To make such a revolver, the chambers were drilled from the front, leaving a wall or floor at the back of the chamber. A smaller hole was drilled from the back and threaded for the nipple.
To load such a revolver, point it up, fill a chamber with powder, seat a ball and ram it down. The ball had to be a tight fit and most revolvers had a compound lever mounted under the barrel. A properly sized ball left a thin ring of lead after rammimg. This means the ball, chamber and groove diameter of the barrel were all the same size -- they had to be.
After loading was complete, the chamber mouths were filled with grease -- lead bullets must be lubricated, especially if used in rifled barrels -- and the nipples capped.
After the Civil War, metallic cartridges were the wave of the future. A brass or copper case, containing a primer or priming mixture was filled with powder and a bullet crimped in the case mouth. This made a tight, rugged waterproof package that could be loaded more quickly than the old cap-and-ball arrangement. To make such a revolver was simple -- just bore the chambers all the way through, add a loading gate on the recoil shield, and reshape the hammer to set off the primer.

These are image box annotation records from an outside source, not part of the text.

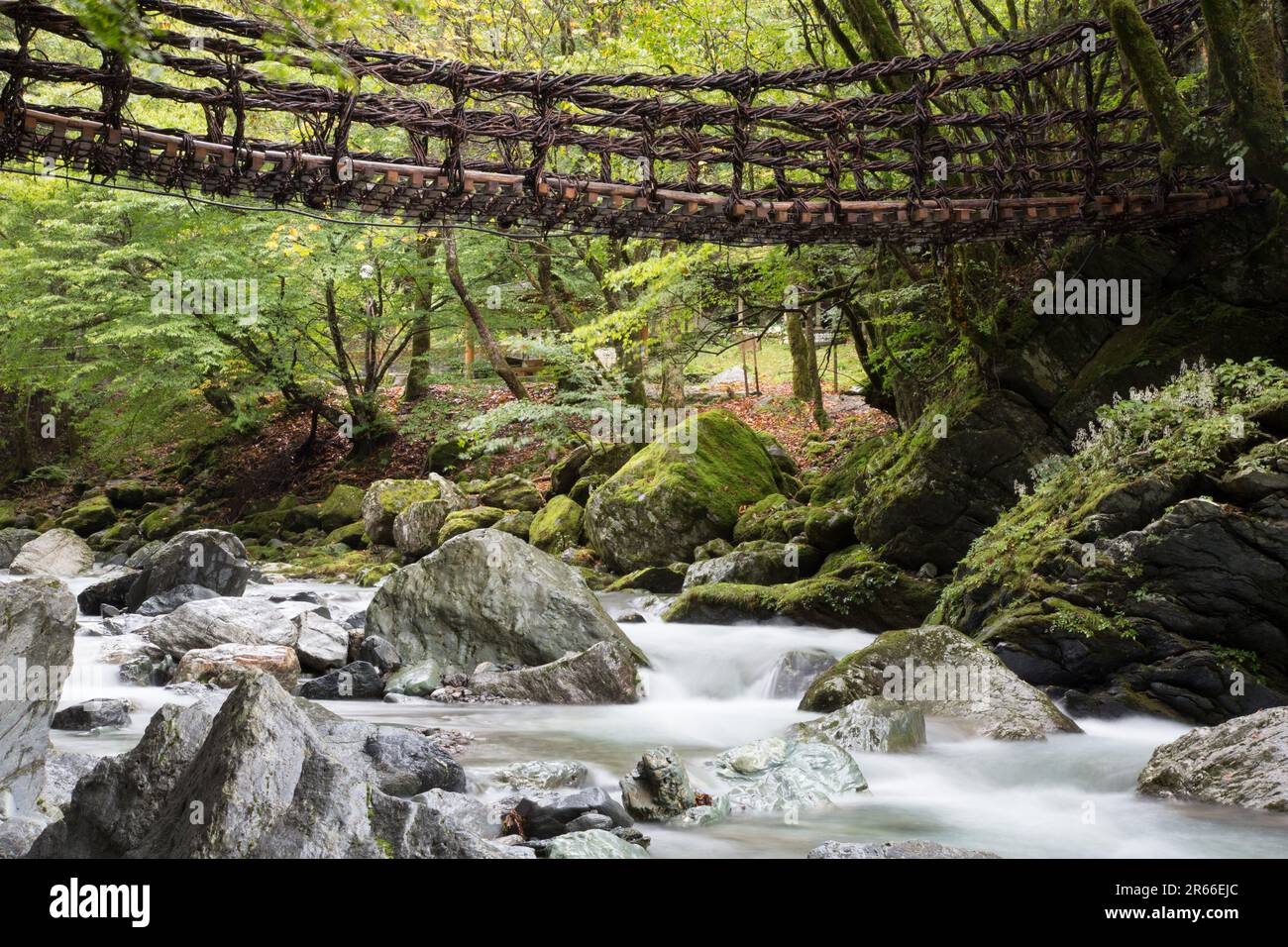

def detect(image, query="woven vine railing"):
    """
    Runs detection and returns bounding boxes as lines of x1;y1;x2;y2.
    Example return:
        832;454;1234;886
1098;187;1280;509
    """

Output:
0;0;1265;244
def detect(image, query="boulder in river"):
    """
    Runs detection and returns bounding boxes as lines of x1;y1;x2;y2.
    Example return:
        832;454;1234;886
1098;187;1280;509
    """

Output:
800;625;1082;740
805;839;997;858
9;528;94;579
296;661;385;701
0;579;76;817
0;527;40;570
587;410;778;573
51;698;130;732
292;612;349;670
769;648;836;699
362;474;467;546
394;497;474;559
1136;707;1288;813
174;643;300;690
791;697;926;753
496;760;589;789
76;566;139;618
619;746;697;822
129;530;250;608
149;598;299;660
31;674;496;858
136;585;219;618
469;640;640;703
368;530;643;673
712;737;868;813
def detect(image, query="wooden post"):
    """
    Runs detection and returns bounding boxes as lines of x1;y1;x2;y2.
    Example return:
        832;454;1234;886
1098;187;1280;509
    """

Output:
461;318;474;381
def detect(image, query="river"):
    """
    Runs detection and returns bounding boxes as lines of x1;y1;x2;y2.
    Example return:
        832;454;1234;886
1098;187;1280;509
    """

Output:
10;571;1288;858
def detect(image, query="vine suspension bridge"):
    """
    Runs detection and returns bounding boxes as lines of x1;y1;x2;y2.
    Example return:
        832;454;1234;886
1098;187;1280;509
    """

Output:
0;0;1267;245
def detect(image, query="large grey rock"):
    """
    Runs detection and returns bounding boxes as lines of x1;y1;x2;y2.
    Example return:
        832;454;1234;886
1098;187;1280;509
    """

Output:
9;528;94;579
800;625;1082;740
129;530;250;608
805;839;997;858
393;496;464;559
546;828;649;858
619;746;697;822
136;585;219;618
769;648;836;698
174;643;300;689
0;527;40;570
291;612;349;673
368;530;635;674
362;474;468;546
51;698;130;732
713;737;868;811
147;598;299;660
469;642;639;703
1136;707;1288;811
76;566;139;617
791;697;926;753
33;676;496;858
0;579;76;817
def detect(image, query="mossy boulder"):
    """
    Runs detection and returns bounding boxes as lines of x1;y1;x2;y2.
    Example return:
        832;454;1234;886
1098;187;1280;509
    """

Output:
605;562;690;595
362;474;465;546
528;496;587;556
853;391;1064;573
587;408;777;573
326;519;371;549
54;493;116;537
733;493;808;543
139;500;197;540
800;625;1081;740
492;510;537;543
438;506;505;545
664;549;939;631
318;483;366;532
103;476;149;510
934;364;1288;724
467;474;544;513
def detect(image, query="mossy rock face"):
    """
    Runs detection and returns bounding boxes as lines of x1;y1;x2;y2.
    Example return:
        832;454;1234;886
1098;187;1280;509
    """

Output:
935;365;1288;724
664;558;939;631
733;493;808;543
362;474;465;546
103;478;149;510
854;391;1064;573
139;501;197;540
587;410;777;573
550;442;636;491
528;496;587;556
800;625;1081;740
326;519;371;549
469;474;544;513
54;493;116;537
438;506;505;545
568;474;608;506
492;510;537;543
605;562;690;595
317;483;366;532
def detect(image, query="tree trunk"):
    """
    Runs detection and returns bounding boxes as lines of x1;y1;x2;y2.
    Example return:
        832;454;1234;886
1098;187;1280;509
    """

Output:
785;309;814;401
443;227;528;401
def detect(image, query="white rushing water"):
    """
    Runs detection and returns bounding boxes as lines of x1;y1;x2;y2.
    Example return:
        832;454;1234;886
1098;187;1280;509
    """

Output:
10;573;1288;858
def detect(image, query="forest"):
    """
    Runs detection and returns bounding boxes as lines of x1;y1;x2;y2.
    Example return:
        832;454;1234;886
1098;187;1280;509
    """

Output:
0;0;1288;876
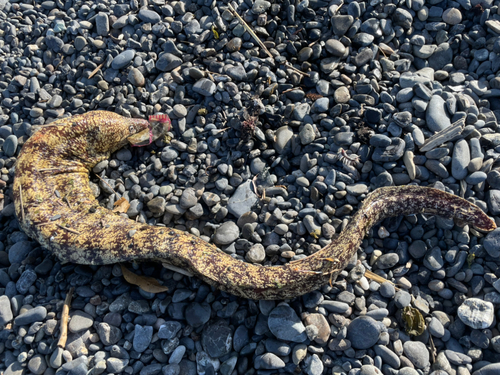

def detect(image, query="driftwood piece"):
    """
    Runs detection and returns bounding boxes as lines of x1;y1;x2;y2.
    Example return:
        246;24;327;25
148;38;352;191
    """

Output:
420;118;465;152
57;288;75;349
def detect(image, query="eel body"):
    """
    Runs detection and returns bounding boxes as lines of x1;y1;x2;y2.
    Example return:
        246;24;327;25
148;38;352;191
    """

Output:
13;111;496;300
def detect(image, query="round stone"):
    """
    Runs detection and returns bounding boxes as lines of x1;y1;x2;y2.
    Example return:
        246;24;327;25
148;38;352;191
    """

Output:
457;298;495;329
442;8;462;25
333;86;351;103
325;39;346;57
68;310;94;333
347;316;380;349
403;341;429;369
111;49;135;70
245;243;266;263
28;354;47;375
212;221;240;245
128;68;146;87
3;134;18;157
267;304;307;342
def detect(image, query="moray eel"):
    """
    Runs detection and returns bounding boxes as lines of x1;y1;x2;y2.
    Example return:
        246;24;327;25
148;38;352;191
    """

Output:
13;111;496;300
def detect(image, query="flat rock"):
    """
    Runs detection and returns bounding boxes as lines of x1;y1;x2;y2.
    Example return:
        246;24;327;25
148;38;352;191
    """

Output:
425;95;451;132
267;304;307;342
457;298;495;329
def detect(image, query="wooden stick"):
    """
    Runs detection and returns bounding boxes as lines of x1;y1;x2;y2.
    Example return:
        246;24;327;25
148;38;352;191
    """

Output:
228;4;274;58
57;287;75;349
89;62;104;79
285;61;309;77
427;327;436;364
19;184;24;222
56;224;81;234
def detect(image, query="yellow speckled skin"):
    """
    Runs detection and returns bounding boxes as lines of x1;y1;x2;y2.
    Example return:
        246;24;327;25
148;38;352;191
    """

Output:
14;111;496;299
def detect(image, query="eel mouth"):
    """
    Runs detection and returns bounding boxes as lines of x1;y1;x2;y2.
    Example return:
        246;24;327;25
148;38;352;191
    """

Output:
127;115;172;147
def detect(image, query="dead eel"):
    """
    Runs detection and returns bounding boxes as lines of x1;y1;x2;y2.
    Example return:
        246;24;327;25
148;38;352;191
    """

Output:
13;111;496;300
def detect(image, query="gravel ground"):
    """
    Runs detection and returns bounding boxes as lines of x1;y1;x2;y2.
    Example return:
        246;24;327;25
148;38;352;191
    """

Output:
0;0;500;375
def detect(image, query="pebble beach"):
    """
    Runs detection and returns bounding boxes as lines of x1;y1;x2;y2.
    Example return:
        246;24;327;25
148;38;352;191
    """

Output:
0;0;500;375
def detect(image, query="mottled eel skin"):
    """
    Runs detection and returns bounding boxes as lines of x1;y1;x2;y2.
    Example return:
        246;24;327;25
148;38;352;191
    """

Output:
13;111;496;300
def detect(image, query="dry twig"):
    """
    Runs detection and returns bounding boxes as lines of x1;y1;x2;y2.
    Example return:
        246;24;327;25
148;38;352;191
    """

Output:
19;184;24;222
285;61;309;77
56;224;81;234
57;287;75;349
228;4;273;58
427;327;436;364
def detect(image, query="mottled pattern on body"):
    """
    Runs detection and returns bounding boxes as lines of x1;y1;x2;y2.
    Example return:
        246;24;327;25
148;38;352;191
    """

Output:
14;111;495;299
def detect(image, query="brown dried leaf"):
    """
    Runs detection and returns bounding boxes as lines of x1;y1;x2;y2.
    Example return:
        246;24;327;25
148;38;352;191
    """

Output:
113;197;130;214
120;264;168;293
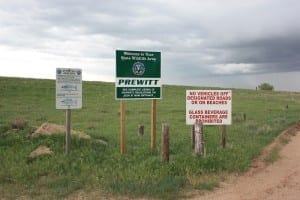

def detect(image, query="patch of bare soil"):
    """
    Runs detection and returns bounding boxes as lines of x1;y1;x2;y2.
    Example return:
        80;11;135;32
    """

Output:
29;146;53;158
191;124;300;200
30;122;91;140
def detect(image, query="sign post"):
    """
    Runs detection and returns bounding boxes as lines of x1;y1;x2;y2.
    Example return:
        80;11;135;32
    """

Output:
56;68;82;155
186;90;232;125
186;90;232;151
115;50;161;153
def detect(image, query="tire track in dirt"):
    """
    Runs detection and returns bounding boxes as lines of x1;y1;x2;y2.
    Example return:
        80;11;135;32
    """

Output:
192;124;300;200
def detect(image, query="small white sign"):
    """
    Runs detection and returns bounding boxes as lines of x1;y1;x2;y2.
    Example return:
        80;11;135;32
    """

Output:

But wait! If the cartridge case goes inside the chamber, and the bullet goes inside the case, then the bullet must be smaller than the barrel! It won't shoot accurately.
The solution to this was the heeled bullet -- the cylindrical bullet had a reduce-diameter base (the heel) that fit inside the case. The rest of the bullet was left groove diameter. And the grease was smeared on the bullet.
And the grease picked up grit and crud, dried out in the sun, got rubbed off when carried in the pockets and so on. Back to the drawing board. The new bullet was made the same size as the original heel, with grease grooves and seated in the case deep enough so the grooves were below the case mouth. This is called an "inside lubricated" bullet and is the answer to the problem -- inside lubricated bullets are the standared for lead bullets to this day.
But now the bullet is too small for the barrel. There were two choices -- make the bullet, case, chamber, cylinder and revolver frame all bigger, or just make the barrel smaller. The latter was the obvious choice.
The .38 was reduced to about .36, the .44 (which was closer to .45 in the original heeled bullet) to about .43. But they retained their original caliber designations and were offered with soft lead bullets with hollow bases, which would still shoot passibly well in older revolvers with the larger bores.